方法は患者さんから採血した血液を遠心分離機の回転数を調節操作して、添加物を加えずに濃厚血小板フィブリンゲルを分離します。その中にも成長因子 (GF)も含まれており、7日以上成長因子を放出します。形状はゼリー状で抜歯窩にそのまま挿入することも出来ます。移植骨と混ぜて使うことで移植骨の間への血管新生を促進します。また圧迫して潰せばシート状になり膜としても使えます。
抜歯後CGFと人工骨移植をした症例
まとめ
インプラント治療では骨が足りない場所にCGFを移植したり、膜状にして骨や移植骨をカバーして、治癒を促進、粘膜や骨の再生するのに使用します。CGFは添加物を入れずに、ご自身の血液のみで生成できるので、従来の骨移植で懸念されていたアレルギーや感染のリスクが軽減し、より安全で、お体への負担が少ない治療が期待できます。
【CGF再生療法で期待できること】
・成長因子が含まれているので、血管新生が早く傷の治りが早い。歯肉や骨の再生が促進され治癒期間が短縮できます。

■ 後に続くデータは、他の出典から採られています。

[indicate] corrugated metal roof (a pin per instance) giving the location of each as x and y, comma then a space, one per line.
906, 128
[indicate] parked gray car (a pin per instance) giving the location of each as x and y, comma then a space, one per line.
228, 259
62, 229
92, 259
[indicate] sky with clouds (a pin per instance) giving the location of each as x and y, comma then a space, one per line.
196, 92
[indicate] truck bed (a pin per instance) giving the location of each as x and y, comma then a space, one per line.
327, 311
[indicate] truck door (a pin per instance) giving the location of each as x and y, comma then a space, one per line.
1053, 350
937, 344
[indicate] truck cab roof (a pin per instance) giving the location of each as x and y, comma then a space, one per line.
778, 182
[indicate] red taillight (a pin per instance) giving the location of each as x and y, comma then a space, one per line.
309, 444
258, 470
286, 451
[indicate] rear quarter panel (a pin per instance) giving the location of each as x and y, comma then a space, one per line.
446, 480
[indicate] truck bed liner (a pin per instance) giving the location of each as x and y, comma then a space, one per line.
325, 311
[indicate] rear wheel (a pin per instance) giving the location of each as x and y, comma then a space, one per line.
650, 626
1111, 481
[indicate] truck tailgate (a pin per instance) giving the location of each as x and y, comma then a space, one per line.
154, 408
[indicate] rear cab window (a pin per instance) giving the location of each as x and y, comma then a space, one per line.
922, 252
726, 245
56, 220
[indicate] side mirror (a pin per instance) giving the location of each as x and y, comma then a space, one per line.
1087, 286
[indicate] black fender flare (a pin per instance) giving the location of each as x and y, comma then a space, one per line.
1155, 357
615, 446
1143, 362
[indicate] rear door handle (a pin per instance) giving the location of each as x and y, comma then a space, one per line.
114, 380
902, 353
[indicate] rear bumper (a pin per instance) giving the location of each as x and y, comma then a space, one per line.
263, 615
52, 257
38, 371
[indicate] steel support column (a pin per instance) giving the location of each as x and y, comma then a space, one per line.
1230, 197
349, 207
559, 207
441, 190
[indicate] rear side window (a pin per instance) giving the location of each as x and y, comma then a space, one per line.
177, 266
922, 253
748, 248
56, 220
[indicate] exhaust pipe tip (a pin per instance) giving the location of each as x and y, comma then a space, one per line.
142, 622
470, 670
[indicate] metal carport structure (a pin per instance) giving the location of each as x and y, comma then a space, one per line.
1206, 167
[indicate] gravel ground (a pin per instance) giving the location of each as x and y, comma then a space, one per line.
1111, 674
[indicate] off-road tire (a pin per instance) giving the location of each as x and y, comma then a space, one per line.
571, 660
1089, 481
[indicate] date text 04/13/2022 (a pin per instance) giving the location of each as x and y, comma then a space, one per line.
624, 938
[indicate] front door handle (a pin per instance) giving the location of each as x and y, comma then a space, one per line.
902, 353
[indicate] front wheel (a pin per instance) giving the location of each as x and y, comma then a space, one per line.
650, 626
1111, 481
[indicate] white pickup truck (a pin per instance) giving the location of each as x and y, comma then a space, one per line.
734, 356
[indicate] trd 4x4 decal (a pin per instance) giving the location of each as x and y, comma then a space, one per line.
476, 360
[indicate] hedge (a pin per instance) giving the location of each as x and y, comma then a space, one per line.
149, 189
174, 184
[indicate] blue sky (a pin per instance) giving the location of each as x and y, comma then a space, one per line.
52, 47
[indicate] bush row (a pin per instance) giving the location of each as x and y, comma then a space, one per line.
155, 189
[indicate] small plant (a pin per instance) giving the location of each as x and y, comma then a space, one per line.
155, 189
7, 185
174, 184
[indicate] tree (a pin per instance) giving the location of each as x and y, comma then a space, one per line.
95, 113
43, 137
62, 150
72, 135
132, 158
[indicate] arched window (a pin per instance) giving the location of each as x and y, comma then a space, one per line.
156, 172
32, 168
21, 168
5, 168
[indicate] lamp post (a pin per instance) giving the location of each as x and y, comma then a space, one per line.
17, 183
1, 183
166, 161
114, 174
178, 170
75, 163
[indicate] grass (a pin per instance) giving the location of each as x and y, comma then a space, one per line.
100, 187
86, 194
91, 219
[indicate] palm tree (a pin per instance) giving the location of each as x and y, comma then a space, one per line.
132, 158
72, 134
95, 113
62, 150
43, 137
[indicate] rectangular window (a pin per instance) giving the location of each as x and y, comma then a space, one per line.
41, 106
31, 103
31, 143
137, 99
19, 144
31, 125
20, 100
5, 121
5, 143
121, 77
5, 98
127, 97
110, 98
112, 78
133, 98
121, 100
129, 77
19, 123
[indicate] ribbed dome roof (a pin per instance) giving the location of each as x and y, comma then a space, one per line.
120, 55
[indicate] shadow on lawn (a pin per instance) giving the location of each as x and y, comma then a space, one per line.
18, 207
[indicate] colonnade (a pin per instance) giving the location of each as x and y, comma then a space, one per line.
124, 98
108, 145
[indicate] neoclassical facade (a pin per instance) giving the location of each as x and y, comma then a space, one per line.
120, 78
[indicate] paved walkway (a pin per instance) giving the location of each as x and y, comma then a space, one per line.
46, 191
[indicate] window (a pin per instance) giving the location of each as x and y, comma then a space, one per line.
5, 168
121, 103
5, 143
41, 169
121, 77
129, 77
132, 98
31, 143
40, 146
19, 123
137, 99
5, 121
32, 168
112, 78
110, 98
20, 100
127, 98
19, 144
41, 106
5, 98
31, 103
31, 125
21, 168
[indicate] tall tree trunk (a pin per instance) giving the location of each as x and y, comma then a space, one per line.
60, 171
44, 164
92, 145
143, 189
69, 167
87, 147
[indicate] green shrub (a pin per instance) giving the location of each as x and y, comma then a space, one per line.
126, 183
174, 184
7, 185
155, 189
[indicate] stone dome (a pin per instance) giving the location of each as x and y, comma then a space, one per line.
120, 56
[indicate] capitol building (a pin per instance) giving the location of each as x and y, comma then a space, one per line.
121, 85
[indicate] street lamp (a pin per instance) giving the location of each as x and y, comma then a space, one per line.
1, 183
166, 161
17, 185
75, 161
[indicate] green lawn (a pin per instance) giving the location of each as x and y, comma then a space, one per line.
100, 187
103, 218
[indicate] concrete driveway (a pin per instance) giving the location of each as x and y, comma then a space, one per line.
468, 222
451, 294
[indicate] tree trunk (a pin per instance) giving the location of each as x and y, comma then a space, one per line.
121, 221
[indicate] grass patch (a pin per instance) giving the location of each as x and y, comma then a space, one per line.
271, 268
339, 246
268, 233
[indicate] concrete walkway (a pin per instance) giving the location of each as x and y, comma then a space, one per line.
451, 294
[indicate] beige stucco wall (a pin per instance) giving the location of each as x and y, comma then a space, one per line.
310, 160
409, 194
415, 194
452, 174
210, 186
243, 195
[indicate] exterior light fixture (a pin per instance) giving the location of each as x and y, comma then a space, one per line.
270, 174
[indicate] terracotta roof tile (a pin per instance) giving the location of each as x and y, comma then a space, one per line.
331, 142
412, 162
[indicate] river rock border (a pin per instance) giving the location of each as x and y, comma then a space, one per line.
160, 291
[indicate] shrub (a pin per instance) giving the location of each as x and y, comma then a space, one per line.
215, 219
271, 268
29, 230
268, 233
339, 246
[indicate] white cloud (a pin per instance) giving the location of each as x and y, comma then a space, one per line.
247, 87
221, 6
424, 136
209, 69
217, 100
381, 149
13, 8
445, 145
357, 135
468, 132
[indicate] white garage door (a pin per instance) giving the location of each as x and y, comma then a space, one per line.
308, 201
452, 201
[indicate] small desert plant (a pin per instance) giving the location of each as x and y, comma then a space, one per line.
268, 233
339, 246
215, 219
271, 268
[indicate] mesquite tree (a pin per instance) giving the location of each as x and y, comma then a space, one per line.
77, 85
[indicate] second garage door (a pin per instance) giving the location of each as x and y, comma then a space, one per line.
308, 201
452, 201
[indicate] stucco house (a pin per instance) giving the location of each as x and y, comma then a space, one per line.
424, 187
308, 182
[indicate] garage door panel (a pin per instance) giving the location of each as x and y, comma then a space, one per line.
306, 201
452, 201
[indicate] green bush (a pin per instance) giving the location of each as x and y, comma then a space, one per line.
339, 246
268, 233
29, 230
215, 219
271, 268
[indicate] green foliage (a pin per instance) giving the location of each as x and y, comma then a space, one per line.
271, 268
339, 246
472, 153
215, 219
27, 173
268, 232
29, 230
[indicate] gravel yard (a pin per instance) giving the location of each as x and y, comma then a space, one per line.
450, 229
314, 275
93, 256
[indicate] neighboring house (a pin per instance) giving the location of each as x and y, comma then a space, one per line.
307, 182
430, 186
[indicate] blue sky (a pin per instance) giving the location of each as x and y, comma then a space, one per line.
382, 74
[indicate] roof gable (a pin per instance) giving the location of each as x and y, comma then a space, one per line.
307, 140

・完全自己血液由来なのでアレルギーや感染のリスクを軽減します。
【CGF再生療法に適している方】
・顎の骨が少なくてインプラントができないと言われた方
・できるだけ短期間で、体への負担が少ない治療をされたい方
再生医療等安全性確保法の施行によりCGFを用いた治療をするには厚生省に届出と、毎年の更新が必要です。当院は毎年届出を更新して、安心安全を心がけています。